During my lurking, I discovered whisper, which is a speech recognition model that can transcribe audio to text using deep learning stuff. People of course want to learn Japanese from Anime, but that is only really possible with Japanese subtitles, which can be a hit and miss in availablity as the meow website releases don’t provide the Japanese closed captions with the raw video releases. The good thing with Anime is that the voice actresses/actors speak thing clearly, so it can increase the accuracy of the resulting output through AI.
I actually played around with Whisper, but it performs best on Windows. Tried to get it working on a Mac Studio, but it runs slow and the GPU acceleration doesn’t quite work yet. Thankfully, I have a VM with a nVidia Geforce 980 TI pass through. I choose an episode to test this with. I decided to try an episode of Prima Doll, Episode 8. Also, there is a Japanese blog that has most of the dialog for most anime, so I can use that to correct it.
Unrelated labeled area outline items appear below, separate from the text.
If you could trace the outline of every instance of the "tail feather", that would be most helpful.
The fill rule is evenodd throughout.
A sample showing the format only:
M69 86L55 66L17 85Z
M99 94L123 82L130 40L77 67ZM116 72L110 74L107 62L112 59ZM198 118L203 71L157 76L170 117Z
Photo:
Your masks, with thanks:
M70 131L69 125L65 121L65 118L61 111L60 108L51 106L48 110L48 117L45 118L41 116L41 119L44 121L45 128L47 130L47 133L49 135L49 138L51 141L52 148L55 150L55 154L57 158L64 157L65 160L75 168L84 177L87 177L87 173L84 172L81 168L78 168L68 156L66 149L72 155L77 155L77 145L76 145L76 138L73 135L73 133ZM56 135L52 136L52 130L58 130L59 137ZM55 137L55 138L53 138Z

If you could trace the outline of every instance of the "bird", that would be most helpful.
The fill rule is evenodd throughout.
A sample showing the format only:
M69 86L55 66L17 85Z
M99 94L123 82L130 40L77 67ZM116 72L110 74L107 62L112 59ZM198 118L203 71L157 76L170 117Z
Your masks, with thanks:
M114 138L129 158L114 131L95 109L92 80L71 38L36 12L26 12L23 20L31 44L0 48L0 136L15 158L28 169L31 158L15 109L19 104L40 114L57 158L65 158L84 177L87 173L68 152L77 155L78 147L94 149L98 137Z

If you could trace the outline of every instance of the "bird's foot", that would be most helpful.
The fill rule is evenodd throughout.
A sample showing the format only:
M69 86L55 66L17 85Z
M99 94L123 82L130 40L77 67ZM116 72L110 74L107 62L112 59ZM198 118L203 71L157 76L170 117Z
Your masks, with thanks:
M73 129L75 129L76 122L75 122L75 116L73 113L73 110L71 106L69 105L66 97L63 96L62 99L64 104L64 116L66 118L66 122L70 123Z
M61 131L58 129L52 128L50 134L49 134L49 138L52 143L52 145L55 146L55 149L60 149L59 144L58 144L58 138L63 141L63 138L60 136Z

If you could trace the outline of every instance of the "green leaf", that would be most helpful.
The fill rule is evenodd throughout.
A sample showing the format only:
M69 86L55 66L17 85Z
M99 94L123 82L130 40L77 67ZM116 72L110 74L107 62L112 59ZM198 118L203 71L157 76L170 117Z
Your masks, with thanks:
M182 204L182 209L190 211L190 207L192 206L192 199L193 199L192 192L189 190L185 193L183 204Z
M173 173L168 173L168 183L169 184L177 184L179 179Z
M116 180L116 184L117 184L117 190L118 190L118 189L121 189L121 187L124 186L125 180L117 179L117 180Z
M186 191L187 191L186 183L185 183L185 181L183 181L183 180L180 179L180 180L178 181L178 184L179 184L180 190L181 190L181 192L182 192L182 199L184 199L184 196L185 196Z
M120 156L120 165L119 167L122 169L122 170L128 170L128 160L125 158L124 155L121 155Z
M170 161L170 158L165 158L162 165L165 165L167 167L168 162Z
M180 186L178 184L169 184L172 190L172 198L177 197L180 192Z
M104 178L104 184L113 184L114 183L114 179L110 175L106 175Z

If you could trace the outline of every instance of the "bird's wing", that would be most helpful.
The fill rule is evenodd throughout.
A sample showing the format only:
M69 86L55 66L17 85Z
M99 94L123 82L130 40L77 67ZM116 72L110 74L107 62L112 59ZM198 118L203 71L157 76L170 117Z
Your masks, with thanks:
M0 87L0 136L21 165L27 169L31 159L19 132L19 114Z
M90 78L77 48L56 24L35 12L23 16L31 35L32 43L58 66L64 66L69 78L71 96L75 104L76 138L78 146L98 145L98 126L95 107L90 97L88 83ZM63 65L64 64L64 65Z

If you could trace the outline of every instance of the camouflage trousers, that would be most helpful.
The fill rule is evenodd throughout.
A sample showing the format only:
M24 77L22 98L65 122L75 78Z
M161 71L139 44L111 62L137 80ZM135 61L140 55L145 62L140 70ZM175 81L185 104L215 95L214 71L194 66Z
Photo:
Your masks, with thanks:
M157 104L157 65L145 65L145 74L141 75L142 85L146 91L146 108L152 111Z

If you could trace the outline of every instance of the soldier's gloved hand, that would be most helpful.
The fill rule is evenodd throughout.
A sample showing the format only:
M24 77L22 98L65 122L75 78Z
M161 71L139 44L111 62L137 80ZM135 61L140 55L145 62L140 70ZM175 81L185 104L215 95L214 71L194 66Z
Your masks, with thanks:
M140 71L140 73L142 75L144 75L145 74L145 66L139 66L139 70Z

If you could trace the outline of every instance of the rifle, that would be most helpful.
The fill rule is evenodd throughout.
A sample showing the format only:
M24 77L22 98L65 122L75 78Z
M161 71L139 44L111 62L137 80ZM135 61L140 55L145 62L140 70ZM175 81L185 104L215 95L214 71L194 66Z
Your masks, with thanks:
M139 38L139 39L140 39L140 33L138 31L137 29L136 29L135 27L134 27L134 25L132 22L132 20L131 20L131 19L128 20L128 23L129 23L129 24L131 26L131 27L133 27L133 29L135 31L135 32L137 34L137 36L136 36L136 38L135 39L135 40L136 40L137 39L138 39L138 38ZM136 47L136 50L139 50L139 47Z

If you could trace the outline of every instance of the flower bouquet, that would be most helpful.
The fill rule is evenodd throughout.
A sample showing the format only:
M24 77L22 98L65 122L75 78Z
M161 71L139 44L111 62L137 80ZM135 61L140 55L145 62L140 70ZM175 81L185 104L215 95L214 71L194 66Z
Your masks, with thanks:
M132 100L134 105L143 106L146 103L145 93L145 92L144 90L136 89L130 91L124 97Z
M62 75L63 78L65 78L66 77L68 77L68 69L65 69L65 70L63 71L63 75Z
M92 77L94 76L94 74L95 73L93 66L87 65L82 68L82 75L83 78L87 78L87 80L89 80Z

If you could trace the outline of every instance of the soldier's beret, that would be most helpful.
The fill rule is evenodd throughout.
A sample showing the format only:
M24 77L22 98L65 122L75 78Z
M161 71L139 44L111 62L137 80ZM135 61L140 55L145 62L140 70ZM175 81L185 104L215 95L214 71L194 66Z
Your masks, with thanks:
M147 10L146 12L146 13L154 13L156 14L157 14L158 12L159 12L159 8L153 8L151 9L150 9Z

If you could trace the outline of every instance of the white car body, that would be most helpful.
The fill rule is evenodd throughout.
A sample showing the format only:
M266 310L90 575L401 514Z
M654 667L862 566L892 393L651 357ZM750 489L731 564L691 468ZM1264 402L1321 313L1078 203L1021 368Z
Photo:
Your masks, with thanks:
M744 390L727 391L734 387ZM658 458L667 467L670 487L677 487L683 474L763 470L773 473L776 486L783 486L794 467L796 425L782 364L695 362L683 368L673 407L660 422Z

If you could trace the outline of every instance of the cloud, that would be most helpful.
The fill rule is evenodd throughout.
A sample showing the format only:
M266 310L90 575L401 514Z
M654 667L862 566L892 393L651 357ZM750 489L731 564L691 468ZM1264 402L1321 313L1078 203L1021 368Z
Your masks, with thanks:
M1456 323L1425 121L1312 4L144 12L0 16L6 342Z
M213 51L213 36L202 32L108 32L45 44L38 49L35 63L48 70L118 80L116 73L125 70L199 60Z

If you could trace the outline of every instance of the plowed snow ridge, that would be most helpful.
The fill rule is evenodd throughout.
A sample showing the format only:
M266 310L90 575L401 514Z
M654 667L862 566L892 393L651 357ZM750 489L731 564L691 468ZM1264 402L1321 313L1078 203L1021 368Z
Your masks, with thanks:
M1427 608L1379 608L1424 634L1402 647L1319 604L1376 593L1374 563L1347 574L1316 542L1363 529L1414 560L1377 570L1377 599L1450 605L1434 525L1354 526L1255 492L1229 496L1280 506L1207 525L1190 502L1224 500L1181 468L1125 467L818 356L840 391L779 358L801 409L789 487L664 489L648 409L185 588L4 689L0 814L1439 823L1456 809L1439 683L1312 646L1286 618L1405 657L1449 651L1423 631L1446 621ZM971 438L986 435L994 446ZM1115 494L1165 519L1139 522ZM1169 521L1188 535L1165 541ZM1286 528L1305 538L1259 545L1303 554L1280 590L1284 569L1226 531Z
I needed mkvextract to get the audio, but once I did that, I’m off to the races.
I’m still checking the transcript and haven’t finished it since it’s so late, so the jury is out, but so far, the mistakes are relatively minor, although it messed up a few lines by inserting extranous output. Also, I don’t expect it to handle names of the characters well as it doesn’t know what Kanji to use.
Not looking too bad, except for some corrections, it gets most dialog correct. I think this can be helpful in getting 90% of the way there in creating Japanese subtitles, manual corrections are still needed.
Update I finished the corrections, and the final number of changes are 74. Also, discovered the timings can be a bit off as well and doesn’t handle more than one person talking at the same time.
You can try it for yourself if you have a powerful GPU.